This past December, I went to two major exhibitions here in the Boston, MA area – Alexander Calder at the Peabody Essex Museum in Salem, MA and Fransisco Goya at the Museum of Fine Arts, Boston, MA. My intent was to attend these exhibits, pick a piece that spoke to me, then write about what I learned. I was not prepared for what happened next.
Days, weeks, months plodded by with no inkling of what to write, nor the desire to do so. This is a new feeling for me. If writing is my oxygen, what happened to my supply? What was wrong with me? Was I fooling myself when I laid claim to the title Writer? An overwhelming sense of failure and of having disappointed people took over which kept me frozen, lifeless in the lands of the blank page and empty mind.
Through the love and caring of a dear friend, he freed me from these frozen wastelands by reminding me of my own words when he uttered that fateful word Excuses.
How many times have I chided others for choosing to be overwhelmed? How many times have I repeated with disdain my catch-phrase, “Being overwhelmed is a choice. Stop moaning and tackle the pile from the top. It’ll be cleared away in no time,”? How blind are those who refuse to see as I have been.
The choice to be overwhelmed stems from a fear of some kind. In this instance, mine was the fear of imperfection. I am a writer after all. I can’t have improper sentences, misspelled words, and unsavory slang riddling my thoughts and permanently engraved in cyberspace. Surprise, Cathleen! Writers are here to record and re-tell the stories of Humanity in all its imperfection.

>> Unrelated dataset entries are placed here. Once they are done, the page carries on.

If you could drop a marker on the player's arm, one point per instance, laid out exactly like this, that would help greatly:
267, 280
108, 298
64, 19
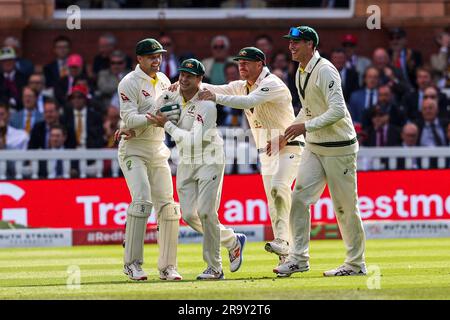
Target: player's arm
129, 107
205, 120
267, 91
329, 83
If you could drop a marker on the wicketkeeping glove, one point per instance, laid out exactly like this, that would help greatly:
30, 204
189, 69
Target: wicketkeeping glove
172, 112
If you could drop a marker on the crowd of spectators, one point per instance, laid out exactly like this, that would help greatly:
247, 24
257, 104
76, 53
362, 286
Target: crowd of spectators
395, 97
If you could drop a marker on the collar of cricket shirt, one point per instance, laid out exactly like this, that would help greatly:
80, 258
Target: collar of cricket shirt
311, 62
264, 73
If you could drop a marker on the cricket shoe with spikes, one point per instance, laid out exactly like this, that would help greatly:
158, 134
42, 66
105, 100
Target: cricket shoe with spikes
211, 274
345, 270
170, 273
236, 254
277, 246
134, 271
288, 268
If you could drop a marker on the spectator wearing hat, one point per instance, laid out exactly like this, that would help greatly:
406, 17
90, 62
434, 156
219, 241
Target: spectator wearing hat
22, 64
403, 58
413, 100
108, 79
29, 114
12, 80
65, 84
214, 65
349, 75
359, 63
57, 69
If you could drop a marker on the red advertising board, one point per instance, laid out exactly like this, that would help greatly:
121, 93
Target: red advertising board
102, 203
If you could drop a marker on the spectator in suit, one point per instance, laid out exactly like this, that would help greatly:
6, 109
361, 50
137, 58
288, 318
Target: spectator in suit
12, 80
40, 134
57, 140
10, 138
382, 133
359, 63
107, 44
214, 65
403, 58
349, 76
364, 99
37, 83
65, 84
57, 69
397, 114
388, 74
170, 62
108, 79
22, 64
410, 138
413, 100
265, 43
440, 61
432, 129
29, 115
82, 122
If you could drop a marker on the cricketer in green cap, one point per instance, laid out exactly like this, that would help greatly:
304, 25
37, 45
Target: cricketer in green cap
251, 54
192, 66
303, 33
149, 46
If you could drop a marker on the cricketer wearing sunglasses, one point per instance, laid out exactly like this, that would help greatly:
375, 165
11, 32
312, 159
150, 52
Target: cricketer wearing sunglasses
267, 103
329, 158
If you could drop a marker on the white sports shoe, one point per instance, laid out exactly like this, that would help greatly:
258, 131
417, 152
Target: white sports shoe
277, 246
236, 254
170, 273
288, 268
134, 271
345, 270
211, 274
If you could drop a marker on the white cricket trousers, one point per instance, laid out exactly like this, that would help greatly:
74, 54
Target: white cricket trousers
339, 172
199, 188
279, 172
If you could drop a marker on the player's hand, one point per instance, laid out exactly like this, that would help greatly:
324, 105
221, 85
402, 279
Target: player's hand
159, 119
294, 131
126, 133
205, 94
275, 145
174, 87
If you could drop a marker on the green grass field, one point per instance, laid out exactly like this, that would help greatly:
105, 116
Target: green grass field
410, 269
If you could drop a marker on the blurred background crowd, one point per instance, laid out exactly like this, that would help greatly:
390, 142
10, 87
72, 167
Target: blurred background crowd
396, 97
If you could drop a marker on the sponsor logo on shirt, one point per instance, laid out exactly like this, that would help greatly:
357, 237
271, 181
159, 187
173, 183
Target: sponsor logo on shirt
124, 97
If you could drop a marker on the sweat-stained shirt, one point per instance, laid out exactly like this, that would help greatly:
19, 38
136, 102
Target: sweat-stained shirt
138, 95
196, 134
267, 104
329, 126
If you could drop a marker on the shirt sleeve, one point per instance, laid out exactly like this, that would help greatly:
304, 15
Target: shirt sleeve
204, 122
267, 91
329, 83
229, 89
129, 106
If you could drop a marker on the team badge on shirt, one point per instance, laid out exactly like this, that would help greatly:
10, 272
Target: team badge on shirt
124, 97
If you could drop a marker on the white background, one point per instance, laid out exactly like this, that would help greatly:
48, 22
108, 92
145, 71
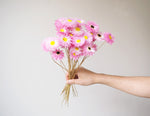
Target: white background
30, 83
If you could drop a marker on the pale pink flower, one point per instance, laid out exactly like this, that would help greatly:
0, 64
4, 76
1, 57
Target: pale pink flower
50, 44
78, 31
70, 22
99, 36
89, 49
109, 38
57, 54
65, 41
80, 22
62, 30
92, 27
76, 50
74, 55
59, 23
88, 37
78, 41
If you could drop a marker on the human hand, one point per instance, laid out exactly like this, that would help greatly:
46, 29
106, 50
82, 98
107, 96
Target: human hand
83, 77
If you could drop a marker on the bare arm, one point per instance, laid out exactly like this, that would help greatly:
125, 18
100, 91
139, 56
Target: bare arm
139, 86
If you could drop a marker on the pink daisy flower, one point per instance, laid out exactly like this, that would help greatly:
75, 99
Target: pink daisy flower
89, 49
92, 27
80, 22
76, 50
74, 55
65, 41
77, 31
70, 22
99, 36
62, 30
88, 37
59, 23
57, 54
78, 41
50, 44
109, 38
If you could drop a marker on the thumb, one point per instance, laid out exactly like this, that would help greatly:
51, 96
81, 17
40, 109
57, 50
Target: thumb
72, 81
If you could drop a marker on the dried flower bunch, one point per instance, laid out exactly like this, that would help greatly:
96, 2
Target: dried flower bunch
78, 40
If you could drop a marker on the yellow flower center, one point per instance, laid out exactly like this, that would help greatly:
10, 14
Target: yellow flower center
110, 37
69, 20
74, 54
52, 43
77, 29
76, 48
65, 39
62, 30
78, 21
71, 34
78, 40
86, 37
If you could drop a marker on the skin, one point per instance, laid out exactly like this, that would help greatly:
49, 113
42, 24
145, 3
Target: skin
135, 85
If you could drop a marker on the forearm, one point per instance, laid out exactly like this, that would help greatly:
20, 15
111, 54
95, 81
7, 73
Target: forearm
139, 86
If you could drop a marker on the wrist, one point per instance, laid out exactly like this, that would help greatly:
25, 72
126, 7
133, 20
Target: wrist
100, 78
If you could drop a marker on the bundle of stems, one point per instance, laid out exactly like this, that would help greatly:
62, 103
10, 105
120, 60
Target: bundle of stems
72, 69
73, 66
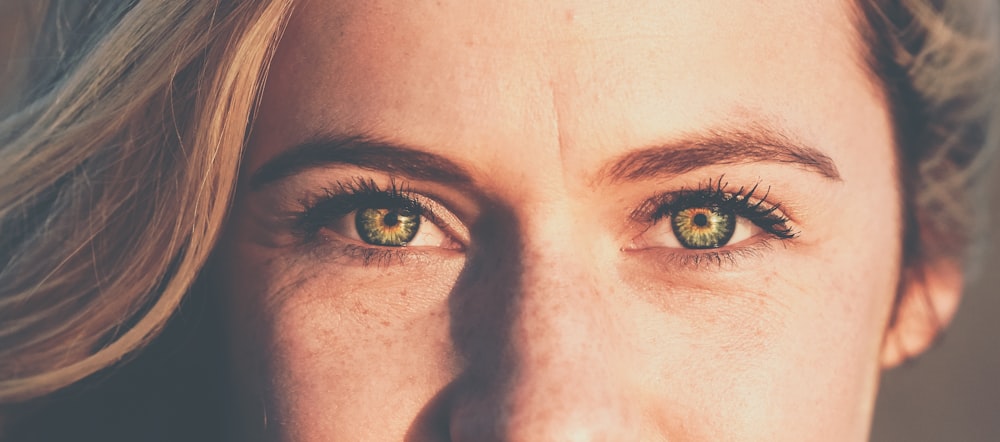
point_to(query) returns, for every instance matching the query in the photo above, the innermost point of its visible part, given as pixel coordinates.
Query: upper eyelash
(345, 197)
(742, 202)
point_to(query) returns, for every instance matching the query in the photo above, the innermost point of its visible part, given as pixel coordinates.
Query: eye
(708, 218)
(393, 225)
(697, 228)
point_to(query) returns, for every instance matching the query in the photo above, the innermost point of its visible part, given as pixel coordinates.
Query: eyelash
(742, 203)
(343, 198)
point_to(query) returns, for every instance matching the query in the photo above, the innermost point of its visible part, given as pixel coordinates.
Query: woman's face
(564, 220)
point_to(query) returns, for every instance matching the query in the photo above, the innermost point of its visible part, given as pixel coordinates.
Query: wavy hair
(118, 164)
(116, 172)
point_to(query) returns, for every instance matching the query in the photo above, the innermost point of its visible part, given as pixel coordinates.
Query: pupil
(390, 219)
(700, 220)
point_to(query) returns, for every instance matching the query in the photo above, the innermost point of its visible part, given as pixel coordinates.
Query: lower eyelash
(712, 258)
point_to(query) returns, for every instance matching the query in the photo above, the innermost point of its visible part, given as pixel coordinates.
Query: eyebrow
(735, 146)
(731, 146)
(363, 152)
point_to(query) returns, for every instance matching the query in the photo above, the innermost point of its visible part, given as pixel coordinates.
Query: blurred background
(951, 393)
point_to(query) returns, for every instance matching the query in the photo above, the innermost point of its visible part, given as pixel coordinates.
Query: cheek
(332, 355)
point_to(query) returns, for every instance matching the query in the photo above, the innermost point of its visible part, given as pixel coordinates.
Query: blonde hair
(117, 170)
(116, 174)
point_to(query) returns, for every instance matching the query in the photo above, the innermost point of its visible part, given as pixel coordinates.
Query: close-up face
(565, 220)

Goya and Calder have taught me many things, of which I will write later. Those I am most grateful for are the lessons that there is beauty in imperfection, imbalance – the good, the bad, and the ugly as it were -, and that the only way I can fail as a writer, indeed as a Human Being, is not to express that beauty, to remain silent in fear of misunderstanding or misspeaking. As my friend so adeptly showed me by example, if I don’t say anything, I am not loving those I proclaim to care about.
So, kind readers, I place my thoughts before you. Incomplete. Imperfect. In love. Thank you, Kevin.